Le Bourget, 20/06/2001 (Agence Europe) - Le Commissaire européen à la recherche, Philippe Busquin, a ouvert mardi, lors du salon de l'aéronautique du Bourget à Paris, la première réunion du "Conseil pour la recherche aéronautique en Europe" (ACARE). Composé d'une trentaine de membres représentant les Etats membres, la Commission, le monde académique et l'industrie, l'ACARE devra définir des priorités et un calendrier de recherche pour mettre en œuvre les objectifs définis dans le document de stratégie "Vision 2020 pour l'aéronautique" présenté en janvier dernier par un groupe de personnalités (voir EUROPE des 29 et 30 janvier p.10). L'ambition est de parvenir d'ici à 2020 à réduire par cinq le nombre d'accidents, diminuer de 50% le bruit et les émissions de CO2 des avions, et d'améliorer la capacité du système de trafic aérien.

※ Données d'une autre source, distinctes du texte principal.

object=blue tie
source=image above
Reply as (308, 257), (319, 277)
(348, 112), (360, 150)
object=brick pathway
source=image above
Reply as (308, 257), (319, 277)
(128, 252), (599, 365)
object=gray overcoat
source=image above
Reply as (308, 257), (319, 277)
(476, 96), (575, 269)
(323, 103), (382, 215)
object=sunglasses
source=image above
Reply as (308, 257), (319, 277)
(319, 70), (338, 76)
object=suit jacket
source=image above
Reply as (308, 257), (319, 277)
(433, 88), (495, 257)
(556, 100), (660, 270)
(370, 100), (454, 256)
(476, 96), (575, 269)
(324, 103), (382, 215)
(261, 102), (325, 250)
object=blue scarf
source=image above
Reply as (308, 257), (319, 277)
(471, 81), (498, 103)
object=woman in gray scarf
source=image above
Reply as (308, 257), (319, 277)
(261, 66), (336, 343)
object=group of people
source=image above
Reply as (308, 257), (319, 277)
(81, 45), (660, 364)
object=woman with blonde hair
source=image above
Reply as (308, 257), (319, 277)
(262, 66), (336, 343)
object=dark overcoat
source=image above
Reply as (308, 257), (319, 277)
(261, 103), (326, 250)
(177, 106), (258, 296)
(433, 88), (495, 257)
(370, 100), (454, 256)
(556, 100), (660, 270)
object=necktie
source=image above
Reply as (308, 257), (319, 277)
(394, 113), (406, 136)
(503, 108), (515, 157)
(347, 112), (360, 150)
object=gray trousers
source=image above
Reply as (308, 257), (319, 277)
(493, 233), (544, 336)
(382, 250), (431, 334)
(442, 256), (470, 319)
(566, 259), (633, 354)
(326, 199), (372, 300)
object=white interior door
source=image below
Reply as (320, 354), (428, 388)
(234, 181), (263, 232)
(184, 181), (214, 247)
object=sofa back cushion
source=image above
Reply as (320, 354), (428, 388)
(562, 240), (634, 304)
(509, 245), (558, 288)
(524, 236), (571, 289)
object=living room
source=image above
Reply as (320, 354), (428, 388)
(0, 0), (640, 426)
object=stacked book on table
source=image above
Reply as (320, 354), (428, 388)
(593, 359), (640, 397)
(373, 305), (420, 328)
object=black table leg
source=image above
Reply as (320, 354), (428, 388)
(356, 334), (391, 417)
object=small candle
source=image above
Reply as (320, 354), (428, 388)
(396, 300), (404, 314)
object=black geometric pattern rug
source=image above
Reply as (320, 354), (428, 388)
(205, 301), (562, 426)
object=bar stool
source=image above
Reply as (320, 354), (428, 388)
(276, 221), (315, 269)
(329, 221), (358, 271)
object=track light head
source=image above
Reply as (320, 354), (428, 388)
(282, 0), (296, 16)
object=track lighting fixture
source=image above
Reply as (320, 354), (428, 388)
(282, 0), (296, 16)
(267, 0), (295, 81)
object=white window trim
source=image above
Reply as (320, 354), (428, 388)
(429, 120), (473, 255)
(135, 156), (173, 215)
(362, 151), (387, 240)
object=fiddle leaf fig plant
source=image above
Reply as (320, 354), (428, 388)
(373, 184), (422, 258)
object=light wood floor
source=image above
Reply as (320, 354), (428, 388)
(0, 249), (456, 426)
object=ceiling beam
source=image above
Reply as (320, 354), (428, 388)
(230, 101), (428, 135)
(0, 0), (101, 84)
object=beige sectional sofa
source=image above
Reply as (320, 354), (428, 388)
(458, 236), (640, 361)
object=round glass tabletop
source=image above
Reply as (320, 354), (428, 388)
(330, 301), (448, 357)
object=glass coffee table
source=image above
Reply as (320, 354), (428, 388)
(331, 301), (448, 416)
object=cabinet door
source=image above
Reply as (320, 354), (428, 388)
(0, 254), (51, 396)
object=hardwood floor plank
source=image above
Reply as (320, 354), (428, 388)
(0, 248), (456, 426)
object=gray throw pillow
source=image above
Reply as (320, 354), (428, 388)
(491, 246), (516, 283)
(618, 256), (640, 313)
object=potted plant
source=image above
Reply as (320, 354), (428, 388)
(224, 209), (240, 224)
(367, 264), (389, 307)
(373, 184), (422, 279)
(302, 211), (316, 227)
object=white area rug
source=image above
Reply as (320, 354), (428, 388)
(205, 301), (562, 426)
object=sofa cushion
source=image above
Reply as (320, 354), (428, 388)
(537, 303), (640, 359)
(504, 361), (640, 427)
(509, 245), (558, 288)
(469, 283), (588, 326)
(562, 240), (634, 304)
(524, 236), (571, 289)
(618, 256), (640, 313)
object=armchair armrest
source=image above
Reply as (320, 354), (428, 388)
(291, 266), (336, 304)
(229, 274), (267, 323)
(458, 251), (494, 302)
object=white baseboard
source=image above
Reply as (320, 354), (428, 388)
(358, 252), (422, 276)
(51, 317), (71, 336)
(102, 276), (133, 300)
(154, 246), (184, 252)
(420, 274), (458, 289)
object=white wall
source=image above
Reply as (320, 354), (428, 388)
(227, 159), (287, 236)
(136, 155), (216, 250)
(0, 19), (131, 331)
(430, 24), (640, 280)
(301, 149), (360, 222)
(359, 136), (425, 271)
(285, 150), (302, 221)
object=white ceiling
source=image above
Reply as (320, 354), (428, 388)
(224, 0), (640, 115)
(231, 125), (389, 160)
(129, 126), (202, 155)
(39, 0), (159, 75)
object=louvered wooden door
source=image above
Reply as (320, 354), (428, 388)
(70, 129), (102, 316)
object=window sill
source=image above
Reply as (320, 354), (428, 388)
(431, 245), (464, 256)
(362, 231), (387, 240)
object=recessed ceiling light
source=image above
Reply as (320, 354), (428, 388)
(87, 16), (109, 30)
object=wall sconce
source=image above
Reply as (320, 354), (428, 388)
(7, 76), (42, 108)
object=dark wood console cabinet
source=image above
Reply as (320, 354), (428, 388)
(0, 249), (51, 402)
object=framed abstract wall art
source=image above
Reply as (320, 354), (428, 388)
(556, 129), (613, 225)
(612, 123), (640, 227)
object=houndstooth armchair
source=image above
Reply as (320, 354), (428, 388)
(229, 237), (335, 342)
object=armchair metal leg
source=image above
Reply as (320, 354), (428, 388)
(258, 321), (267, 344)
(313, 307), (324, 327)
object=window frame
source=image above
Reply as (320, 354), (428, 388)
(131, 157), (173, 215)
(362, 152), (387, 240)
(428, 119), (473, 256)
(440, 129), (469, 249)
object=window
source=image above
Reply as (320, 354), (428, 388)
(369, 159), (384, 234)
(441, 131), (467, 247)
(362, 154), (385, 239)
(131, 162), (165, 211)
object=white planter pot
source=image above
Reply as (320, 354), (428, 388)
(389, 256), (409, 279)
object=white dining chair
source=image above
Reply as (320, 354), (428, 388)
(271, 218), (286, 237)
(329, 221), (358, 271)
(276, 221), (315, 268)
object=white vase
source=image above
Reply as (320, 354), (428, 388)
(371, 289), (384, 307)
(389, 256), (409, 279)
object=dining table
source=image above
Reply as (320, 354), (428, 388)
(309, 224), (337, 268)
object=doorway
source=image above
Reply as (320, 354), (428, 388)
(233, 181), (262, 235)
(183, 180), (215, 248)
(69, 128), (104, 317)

"Il s'agit de la première étape concrète pour la constitution d'un espace européen de la recherche dans le domaine aéronautique", a souligné mardi au Bourget le Commissaire Busquin, en précisant que les recommandations de l'ACARE "serviront à planifier et à assurer la cohérence des programmes de recherche, aux niveaux européen et national". Il a rappelé que la Commission a proposé d'allouer 1 milliard d'euros à la recherche aéronautique et spatiale, l'un des sept domaines prioritaires du 6ème Programme cadre de recherche.
"Nous avons identifié les objectifs dans le document "Vision 2020", nous devons maintenant préciser la feuille de route pour les concrétiser. Le plus tôt sera le mieux", commente Walter Kröll, président du Centre allemand de l'aéronautique et membre de l'ACARE, qui compte définir rapidement un agenda d'un an. "Il ne s'agit pas de créer une bureaucratie supplémentaire, mais au contraire d'assurer une plus grande efficacité des programmes et des financements disponibles", précise le professeur Kröll. "Les participants se sont engagés à mettre à la disposition de l'ACARE leurs experts pour chaque secteur concerné", remarque à cet égard Jean Bernard Cocheteux, du constructeur français Snecma.
"Les Etats-Unis ont la Nasa, les Européens doivent trouver un équivalent", remarque un autre membre du Conseil, Jouko Malen, de l'Association des compagnies aériennes européennes (AEA). Selon une étude de l'Association des industries de l'aéronautique (AECMA), le déficit de recherche entre l'UE et les Etats-Unis va de 3 à 4, avec des pointes à 8 ou 10 pour certains secteurs comme l'espace de défense, remarque Jean-Marc Thomas, vice-président d'EADS et responsable du secteur recherche du groupe franco-allemand.
Pour les représentants de l'industrie, il n'est pas troublant que des groupes concurrents s'associent aux travaux de l'ACARE, au stade de la recherche "précompétitive". "Les groupes industriels du secteur sont de plus en plus intégrés et complémentaires, qu'il s'agisse d'EADS au niveau européen, de Thales en France ou BAE au Royaume-Uni. Il est important que l'intégration de la recherche aéronautique progresse en parallèle", estime Jean-Marc Thomas d'EADS. "Pour donner davantage de cohérence à la recherche aéronautique, il faut créer un véritable partenariat entre l'industrie et les centres de recherche, entre les programmes nationaux et européens, et entre la recherche privée et publique", assure-t-il. A financement égal, "nous devons assurer l'efficacité de nos dépenses de recherche", remarque Jean-Bernard Cocheteux de la Snecma.